Hamilton Wood Type and Printing Museum

In this digital era, many gadgets, once common, have been replaced by new technologies.  We all know the power our smart phone has, practically a billion gadgets rolled into one.  I recall a life without that ‘all powerful’ piece of tech, as daily tasks were a tad more difficult.  The compass, the watch, the typewriter and the landline phone have become practically obsolete.

Yet, there are others, as equally important, that may not come to mind. I discovered one museum focusing on a company that produced a mainstay in the world, before personal computers and printers.  This mainstay has been used for over 500 years and the company, itself, opened its doors in 1880.

That company was known as Hamilton manufacturing and, even if it also produced appliances and furniture, it was known as the country’s largest wood type producer.  The company closed its doors in 1993.  With its closing, the historical society of Two Rivers, the town it has always called home, saved the remnants that resided in the factory.

What is wood type?  That’s simple.
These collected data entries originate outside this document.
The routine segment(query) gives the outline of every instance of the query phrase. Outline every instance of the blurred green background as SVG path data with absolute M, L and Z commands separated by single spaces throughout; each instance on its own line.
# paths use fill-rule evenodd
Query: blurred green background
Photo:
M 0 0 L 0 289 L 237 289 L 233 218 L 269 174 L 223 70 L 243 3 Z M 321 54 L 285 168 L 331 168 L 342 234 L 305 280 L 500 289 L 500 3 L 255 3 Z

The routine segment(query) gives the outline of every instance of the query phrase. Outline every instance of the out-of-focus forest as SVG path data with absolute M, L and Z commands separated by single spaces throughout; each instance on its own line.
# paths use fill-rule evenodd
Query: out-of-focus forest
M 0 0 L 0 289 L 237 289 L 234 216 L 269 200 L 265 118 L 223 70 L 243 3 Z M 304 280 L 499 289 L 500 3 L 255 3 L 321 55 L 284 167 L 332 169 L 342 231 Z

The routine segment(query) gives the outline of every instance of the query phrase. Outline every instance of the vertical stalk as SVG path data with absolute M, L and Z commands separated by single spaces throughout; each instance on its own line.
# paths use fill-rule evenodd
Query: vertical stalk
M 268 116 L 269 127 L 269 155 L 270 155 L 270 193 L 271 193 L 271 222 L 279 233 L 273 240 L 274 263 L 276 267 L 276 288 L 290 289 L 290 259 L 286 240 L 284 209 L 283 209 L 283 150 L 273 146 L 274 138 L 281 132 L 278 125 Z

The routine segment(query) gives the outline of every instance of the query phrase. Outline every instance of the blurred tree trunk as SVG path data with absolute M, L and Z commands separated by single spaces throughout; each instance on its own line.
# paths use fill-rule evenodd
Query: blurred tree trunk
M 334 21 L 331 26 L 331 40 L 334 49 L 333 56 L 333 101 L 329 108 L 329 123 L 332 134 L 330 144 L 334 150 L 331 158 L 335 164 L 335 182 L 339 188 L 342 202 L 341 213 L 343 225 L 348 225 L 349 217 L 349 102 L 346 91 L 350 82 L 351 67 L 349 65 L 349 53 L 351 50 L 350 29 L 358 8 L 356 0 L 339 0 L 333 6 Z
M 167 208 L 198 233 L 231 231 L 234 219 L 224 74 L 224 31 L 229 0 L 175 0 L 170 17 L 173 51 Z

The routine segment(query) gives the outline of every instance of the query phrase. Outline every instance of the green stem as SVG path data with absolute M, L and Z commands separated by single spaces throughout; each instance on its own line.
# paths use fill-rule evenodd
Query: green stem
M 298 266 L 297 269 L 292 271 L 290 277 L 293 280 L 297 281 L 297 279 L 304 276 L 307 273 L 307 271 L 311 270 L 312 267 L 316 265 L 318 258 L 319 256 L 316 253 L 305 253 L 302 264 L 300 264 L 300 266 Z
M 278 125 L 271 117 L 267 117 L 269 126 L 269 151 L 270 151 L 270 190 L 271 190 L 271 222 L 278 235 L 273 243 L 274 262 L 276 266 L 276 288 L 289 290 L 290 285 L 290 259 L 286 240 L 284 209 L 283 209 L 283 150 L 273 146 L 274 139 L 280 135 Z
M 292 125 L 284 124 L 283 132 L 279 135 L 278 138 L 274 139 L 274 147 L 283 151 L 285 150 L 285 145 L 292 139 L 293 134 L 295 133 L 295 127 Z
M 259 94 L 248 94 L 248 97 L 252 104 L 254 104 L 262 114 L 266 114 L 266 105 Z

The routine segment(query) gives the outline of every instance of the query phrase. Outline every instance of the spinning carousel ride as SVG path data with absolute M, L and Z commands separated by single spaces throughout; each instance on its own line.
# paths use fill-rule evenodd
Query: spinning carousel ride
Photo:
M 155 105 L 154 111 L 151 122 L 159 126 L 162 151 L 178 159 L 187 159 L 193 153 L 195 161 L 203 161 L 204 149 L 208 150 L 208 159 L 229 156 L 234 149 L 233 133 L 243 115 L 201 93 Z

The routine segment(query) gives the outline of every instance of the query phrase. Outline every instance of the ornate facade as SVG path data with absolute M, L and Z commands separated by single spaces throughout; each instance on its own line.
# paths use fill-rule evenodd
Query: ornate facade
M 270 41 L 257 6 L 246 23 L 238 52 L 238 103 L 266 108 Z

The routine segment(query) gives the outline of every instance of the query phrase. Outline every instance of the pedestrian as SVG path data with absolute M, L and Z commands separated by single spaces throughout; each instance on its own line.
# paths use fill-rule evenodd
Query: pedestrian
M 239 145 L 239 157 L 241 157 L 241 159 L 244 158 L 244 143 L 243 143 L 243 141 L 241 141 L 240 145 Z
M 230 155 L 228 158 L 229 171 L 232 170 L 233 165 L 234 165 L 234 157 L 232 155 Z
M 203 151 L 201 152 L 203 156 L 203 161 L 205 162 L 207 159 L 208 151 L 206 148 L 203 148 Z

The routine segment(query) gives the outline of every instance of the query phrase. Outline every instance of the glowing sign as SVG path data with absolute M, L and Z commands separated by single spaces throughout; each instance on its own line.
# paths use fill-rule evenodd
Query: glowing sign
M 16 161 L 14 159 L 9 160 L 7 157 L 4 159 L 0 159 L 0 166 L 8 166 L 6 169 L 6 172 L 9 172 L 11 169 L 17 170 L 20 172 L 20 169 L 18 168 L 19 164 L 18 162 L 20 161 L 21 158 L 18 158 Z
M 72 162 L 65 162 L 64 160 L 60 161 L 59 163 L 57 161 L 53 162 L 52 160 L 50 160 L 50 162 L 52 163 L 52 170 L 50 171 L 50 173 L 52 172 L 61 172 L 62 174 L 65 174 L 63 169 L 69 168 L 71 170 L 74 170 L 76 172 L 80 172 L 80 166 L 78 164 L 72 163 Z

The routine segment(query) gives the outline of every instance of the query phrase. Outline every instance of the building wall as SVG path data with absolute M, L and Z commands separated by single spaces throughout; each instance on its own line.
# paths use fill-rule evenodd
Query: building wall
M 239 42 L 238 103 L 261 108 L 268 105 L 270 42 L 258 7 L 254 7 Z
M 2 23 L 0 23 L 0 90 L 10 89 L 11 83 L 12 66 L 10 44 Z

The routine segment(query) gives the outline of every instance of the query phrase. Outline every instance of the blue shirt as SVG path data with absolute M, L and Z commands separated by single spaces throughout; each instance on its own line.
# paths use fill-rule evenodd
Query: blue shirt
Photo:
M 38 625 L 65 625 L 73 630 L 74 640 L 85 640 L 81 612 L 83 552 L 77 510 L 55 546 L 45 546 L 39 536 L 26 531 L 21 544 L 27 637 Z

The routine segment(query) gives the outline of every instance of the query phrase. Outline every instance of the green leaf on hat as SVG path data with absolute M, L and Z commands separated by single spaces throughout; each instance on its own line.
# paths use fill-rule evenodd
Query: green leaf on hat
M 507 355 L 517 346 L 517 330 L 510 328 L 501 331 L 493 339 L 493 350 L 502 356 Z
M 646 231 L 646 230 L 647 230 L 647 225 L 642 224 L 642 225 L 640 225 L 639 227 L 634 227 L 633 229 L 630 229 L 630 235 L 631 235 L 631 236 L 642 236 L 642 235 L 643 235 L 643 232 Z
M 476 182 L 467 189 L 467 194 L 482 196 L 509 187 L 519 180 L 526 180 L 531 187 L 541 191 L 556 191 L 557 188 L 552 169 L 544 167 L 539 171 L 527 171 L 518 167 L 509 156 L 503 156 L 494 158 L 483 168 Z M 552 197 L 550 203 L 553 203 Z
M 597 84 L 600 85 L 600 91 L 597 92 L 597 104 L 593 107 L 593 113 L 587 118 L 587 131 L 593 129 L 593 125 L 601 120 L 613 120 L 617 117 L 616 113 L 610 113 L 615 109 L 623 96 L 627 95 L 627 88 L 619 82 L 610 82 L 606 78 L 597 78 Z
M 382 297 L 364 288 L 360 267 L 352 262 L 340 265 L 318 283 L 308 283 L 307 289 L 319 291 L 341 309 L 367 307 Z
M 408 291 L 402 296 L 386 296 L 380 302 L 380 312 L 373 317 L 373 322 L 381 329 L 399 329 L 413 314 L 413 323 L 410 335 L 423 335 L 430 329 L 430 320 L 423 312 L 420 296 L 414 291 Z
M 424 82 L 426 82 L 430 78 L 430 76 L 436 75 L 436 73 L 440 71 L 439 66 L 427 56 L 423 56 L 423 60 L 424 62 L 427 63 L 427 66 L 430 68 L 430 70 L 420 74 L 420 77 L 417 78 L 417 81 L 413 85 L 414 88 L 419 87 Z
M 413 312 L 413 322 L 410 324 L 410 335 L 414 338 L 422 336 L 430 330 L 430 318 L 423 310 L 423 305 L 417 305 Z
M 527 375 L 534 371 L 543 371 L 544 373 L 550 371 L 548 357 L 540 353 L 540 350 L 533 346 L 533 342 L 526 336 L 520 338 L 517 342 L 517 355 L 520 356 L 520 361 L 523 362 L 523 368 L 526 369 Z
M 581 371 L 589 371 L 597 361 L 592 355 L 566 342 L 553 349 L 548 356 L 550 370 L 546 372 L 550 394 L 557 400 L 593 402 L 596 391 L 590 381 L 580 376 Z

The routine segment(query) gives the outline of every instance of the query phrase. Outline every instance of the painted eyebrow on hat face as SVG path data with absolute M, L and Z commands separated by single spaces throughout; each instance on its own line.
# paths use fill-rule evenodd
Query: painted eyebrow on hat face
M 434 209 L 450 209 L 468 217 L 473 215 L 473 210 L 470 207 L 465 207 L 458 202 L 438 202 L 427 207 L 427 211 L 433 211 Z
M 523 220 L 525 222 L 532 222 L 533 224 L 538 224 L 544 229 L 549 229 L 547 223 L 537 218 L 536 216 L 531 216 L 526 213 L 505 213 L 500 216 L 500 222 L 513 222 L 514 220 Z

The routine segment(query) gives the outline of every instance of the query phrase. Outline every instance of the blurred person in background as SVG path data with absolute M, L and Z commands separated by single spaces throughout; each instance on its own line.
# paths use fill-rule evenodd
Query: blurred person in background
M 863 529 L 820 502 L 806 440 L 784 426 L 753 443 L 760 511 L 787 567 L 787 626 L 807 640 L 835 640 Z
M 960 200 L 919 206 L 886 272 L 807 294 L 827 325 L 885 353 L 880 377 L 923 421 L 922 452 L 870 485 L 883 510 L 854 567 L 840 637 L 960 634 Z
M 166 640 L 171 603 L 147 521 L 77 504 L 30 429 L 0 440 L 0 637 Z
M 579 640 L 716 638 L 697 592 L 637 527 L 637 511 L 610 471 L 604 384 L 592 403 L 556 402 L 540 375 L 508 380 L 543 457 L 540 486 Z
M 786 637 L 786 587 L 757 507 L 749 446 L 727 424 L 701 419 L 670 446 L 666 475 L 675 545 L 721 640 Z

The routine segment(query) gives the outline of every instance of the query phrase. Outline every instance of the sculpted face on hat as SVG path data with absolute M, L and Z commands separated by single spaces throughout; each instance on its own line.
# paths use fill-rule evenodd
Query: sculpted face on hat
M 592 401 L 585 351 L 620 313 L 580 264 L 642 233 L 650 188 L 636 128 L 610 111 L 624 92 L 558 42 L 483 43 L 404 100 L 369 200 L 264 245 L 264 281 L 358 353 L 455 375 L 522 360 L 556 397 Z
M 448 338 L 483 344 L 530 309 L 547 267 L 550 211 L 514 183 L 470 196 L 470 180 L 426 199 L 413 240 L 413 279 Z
It is simply a block of wood used to print a character(Such as a letter or number).  It was used for Newspaper headlines into the 50’s, because large metal pieces tended to have uneven surfaces or would crack. It was also used widely for posters into the nineties.

As I enter the place, which is a large open expanse, I don’t feel as if I’m in a Museum.  It’s a throwback to a time where cinder blocks and wood siding were common.  This isn’t some trendy establishment going retro-its genuine.  Its a break from the norm.

It’s filled with wood type art, which I find interesting.  But of course, what’s most interesting are the bulky machines I see off to my right, as I receive a little history from a staffer.

I learn, from this staffer, that Hamilton’s competitive edge was holly wood.  No, not the celebrity laden city in California.  The wood from a holly tree proved perfect for presses.  Hamilton, after discovering this, bought out his competition and his company blossomed with the design of many other products.

The staffer concludes her brief intro and I’m free to ramble across the concrete floor.  As I have already mentioned, I find the metal monsters used to manufacture the wood type.  There are placards informing me what these were used for.  I find it all a bit technical, I’m not really a woodworking junky, but it’s cool.

After the cutting, sanding and what not, I’m left to appreciate the final products.  I find it incredible that these were created, almost to perfection, in such an early age.

When I was young, My grandparents owned an abandoned farm.  I’m not sure what their intentions were, as it had a farm house, barns,  fields and a swampy woodland.  I just remember the barn being full of antique tractors and machinery.  Also, the house had storage uses, as radios from the thirties and other used items always captivated me.  That’s kind of how this Museum strikes me, almost an old warehouse holding Items that have no place in the modern world.

To prove this point, I find a room full of appliances and furniture, all proclaiming the Hamilton name.  They’re not restored.  There’s rust, scrapes and scratches on the furniture and signing.  However, they look as if I could still find a use for these relics, if need be.

I make my way from the furniture and appliances, once built in Two Rivers, and find  a cool collection of printing presses.  The linotypes are my favorite, kind of like an enormous typewriter.  I look at the antique, cumbersome, and monstrous machinery, thinking that at one time, in the technological evolution of our world, that this was cutting edge.  In the upcoming days, I will write of my experience on something incredibly smaller.  My device is able to communicate text and display color photos, all with the click of a button.

I leave with an appreciation of this modern world.  The digital era has made it so much easier to communicate, versus the days of the tedious printing presses.  So much, these days, can be communicated, whether we appreciate every sentiment or not.

This is a great place to visit if your in the Two Rivers area.  I think this would be a great learning opportunity for any child who utilizes social media.  I truly believe the fact that, once before TV and Radio, an eight page newspaper connected people would blow a kids mind .  It kind of blows mine, what would I do if I couldn’t follow Donald Trump’s boisterous tweets.

Tuesday-Saturday 9-5

Sunday 1-5

Closed Monday

Admission $5 Children, veterans and seniors $3.